19.04.2024 | Stand 19.04.2024, 18:10 Uhr

Historiker Friedbert Mühldorfer (von links) im Gespräch mit Autor Bernhard Straßer und Journalist Ralf Enzensberger. In diesem Bild kaum zu sehen ist rechts Gastgeber Bruno Tschoner. − Foto: Obermeier

Einen tiefen Einblick in das Leben auf dem Land und der Stadt Traunstein zu Zeiten des Nationalsozialismus hat ein Podiumsgespräch am Donnerstagabend in Kirchanschöring gegeben.

Was geschah im Chiemgau, als die Nazis die Macht übernahmen? Wer wurden hier ihre ersten Opfer und was geschah mit ihnen? Welche Rolle spielten Kirche und Schule? Und was hatte Heinrich Himmler in Fridolfing zu suchen? Rund 80 Menschen waren zur „Bahnhofsreste“ gekommen, um dem Historiker Friedbert Mühldorfer und Autor Bernhard Straßer zu lauschen, die berichteten, wie das Gift der Nazi-Ideologie in den Chiemgau und Rupertiwinkel eingesickert war und was es quasi direkt vor unserer Haustür angerichtet hat.
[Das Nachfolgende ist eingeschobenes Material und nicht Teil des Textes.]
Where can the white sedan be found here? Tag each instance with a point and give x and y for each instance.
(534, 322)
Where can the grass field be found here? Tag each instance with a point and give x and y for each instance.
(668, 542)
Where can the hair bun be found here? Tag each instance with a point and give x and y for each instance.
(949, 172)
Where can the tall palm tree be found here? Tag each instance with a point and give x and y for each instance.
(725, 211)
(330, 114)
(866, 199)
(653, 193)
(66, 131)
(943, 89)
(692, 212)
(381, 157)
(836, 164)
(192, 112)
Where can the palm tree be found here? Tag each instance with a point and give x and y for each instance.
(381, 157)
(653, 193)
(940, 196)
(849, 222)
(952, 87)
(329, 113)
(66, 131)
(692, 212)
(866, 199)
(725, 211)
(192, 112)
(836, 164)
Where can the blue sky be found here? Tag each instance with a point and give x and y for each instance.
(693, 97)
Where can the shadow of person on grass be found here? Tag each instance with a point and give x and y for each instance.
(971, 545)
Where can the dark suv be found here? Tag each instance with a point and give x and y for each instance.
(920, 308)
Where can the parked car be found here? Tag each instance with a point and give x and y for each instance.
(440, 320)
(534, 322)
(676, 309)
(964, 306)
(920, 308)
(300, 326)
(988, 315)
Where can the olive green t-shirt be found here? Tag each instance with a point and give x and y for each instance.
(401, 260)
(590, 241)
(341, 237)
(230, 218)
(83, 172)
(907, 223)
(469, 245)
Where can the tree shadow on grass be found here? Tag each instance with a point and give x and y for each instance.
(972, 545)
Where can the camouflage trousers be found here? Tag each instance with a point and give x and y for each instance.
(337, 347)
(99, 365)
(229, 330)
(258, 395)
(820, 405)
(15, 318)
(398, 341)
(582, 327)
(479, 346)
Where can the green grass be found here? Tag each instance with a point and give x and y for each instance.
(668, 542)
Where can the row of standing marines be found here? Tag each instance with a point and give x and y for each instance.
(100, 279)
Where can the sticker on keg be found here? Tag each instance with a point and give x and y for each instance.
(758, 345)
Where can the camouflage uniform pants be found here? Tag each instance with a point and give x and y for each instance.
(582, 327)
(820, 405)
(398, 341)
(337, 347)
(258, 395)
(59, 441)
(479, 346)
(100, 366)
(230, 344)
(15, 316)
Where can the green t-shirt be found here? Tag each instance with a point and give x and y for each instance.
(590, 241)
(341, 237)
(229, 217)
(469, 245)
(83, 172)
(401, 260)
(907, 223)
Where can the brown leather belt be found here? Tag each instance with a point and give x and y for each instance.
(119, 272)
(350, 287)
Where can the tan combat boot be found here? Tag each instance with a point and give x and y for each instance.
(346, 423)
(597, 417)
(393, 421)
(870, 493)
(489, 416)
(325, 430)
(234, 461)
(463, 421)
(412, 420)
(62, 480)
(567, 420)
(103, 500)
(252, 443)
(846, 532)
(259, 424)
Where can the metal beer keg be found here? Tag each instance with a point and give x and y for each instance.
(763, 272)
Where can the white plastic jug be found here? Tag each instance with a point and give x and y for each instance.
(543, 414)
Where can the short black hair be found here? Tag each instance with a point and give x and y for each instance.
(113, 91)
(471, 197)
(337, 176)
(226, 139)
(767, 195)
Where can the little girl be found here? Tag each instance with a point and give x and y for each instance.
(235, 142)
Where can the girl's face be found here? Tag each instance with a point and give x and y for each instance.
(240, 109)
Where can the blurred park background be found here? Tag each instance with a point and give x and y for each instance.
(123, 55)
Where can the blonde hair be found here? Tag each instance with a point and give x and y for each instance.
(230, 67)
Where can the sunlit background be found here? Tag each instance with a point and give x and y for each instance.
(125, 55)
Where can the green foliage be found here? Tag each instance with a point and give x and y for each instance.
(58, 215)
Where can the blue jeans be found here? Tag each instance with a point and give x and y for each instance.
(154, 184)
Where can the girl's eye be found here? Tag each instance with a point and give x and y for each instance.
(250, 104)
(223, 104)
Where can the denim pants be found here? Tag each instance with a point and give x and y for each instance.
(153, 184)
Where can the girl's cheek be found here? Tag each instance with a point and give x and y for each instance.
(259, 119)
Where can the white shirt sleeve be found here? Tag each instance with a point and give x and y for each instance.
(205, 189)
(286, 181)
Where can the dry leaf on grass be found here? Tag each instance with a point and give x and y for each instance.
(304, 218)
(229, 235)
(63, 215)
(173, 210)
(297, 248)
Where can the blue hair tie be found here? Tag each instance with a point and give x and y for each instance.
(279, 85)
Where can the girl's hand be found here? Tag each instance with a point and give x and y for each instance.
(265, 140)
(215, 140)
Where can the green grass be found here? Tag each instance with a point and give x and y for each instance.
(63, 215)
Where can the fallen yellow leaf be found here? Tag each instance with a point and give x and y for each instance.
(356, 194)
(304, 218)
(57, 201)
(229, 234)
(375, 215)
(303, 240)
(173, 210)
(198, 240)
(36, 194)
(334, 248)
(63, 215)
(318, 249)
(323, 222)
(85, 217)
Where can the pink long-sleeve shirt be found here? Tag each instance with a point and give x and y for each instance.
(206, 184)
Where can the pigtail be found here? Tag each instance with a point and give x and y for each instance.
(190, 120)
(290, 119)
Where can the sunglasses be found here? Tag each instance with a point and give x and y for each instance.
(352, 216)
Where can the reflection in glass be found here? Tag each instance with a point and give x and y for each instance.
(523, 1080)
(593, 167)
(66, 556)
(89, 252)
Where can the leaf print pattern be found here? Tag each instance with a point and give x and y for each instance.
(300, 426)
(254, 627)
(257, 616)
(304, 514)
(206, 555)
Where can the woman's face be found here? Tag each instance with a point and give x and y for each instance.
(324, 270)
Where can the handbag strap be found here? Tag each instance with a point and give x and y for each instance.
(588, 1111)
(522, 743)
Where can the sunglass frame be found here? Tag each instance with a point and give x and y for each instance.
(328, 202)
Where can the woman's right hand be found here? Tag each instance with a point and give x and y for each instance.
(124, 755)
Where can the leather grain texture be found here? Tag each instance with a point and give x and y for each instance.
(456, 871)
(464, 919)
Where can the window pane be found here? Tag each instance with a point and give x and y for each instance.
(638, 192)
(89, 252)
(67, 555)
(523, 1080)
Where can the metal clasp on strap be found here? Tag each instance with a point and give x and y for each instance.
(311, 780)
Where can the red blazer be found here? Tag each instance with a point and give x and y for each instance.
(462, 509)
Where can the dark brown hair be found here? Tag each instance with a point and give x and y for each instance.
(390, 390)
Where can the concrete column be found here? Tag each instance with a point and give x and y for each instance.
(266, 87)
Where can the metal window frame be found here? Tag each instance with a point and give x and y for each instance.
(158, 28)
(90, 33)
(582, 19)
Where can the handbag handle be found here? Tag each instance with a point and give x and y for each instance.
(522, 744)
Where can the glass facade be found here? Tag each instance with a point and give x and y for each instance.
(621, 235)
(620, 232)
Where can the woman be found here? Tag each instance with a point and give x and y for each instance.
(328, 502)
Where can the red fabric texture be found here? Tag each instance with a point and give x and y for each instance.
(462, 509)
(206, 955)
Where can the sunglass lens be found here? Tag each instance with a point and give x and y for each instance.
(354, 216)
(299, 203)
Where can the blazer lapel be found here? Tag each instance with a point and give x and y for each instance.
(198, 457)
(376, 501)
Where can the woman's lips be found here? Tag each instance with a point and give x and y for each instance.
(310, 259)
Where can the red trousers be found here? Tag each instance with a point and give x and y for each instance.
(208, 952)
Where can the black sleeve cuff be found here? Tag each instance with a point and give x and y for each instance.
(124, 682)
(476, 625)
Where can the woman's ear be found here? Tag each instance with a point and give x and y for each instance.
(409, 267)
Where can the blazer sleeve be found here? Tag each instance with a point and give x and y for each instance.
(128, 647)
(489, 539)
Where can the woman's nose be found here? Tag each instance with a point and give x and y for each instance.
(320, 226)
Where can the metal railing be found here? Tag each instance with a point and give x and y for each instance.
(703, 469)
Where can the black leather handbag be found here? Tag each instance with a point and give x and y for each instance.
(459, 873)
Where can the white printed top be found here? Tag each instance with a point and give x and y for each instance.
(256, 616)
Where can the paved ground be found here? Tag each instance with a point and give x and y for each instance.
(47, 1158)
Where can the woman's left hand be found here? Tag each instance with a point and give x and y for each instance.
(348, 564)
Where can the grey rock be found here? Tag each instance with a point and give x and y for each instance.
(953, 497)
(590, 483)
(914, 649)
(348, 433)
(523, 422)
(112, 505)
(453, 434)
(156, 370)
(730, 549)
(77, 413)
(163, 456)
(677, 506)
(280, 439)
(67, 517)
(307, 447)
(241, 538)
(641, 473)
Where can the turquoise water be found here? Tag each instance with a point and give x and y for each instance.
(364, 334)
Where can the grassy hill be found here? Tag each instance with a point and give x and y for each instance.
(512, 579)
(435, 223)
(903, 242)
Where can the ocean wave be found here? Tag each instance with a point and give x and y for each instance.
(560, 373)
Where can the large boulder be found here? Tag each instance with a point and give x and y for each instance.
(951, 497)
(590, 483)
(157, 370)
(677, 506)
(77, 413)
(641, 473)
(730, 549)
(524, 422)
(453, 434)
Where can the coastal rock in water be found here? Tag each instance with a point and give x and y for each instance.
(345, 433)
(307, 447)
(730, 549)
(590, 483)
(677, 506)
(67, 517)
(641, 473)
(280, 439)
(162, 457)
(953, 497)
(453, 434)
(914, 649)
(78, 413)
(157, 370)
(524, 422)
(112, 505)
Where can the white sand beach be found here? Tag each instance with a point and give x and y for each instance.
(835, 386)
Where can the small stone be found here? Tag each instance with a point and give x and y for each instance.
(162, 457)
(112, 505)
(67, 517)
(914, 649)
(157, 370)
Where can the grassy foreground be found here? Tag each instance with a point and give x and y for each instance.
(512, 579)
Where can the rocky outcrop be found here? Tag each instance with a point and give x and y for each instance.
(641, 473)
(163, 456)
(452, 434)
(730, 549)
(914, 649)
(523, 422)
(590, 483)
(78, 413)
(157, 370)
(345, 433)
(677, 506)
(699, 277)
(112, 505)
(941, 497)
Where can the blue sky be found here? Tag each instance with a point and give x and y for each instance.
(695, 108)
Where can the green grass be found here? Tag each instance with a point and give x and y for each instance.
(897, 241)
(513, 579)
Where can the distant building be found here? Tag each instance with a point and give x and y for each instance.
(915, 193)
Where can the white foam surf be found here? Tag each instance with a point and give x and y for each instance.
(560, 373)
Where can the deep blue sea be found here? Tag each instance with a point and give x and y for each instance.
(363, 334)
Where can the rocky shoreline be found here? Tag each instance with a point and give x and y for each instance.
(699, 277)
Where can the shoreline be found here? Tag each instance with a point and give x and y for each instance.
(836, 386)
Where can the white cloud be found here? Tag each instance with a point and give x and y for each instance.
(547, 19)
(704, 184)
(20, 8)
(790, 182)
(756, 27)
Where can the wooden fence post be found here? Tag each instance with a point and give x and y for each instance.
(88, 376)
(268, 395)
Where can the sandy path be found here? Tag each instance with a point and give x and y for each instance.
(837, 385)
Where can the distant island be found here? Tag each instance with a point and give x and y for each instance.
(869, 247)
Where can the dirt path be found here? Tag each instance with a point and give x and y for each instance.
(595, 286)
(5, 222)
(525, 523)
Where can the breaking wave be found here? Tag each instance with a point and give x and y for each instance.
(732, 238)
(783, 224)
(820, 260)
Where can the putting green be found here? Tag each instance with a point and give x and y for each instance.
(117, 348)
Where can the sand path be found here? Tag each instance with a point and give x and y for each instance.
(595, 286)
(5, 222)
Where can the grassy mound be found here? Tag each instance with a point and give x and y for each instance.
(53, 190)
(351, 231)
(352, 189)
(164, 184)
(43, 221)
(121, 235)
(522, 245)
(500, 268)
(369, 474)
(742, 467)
In einer Runde aus Ohrensesseln und Holzstühlen saßen die beiden Hauptprotagonisten mit den Gastgebern Bruno Tschoner und Ralf Enzensberger auf der Bühne. In entspannter Gesprächsatmosphäre standen sie den beiden Moderatoren – zwischendurch auch den Zuhörern – Rede und Antwort, präsentierten Bildmaterial an der Leinwand und erzählten Anekdoten aus Traunstein und Kirchanschöring.

Mühldorfer, der sich seit fast 50 Jahren für eine lückenlose Aufarbeitung der NS-Zeit, Erinnerungskultur und Antifaschismus einsetzt, beschrieb die gesellschaftliche und politische Stimmung am Ende der Weimarer Republik, bei der Machtergreifung der NSDAP und darüber hinaus. Hatten die Traunsteiner anfangs noch eher ablehnend und kopfschüttelnd auf die als Krawallmacher bekannten Nationalsozialisten mit ihren SA-Trupps aus München geschaut, manche Schläge und Störaktionen gegen Kommunisten auch gutgeheißen, änderte sich die Stimmung nach der Machtergreifung 1933 fundamental. In Windeseile erzeugten die Nazis ein Klima der Angst und Einschüchterung, erst vornehmlich bei politischen Gegnern wie der KPD, später bei so ziemlich allen, die aus der Reihe tanzten. „Halts Maul, sonst kommst nach Dachau“ war ein Spruch, der sich bald im Chiemgau und Rupertiwinkel etablieren sollte.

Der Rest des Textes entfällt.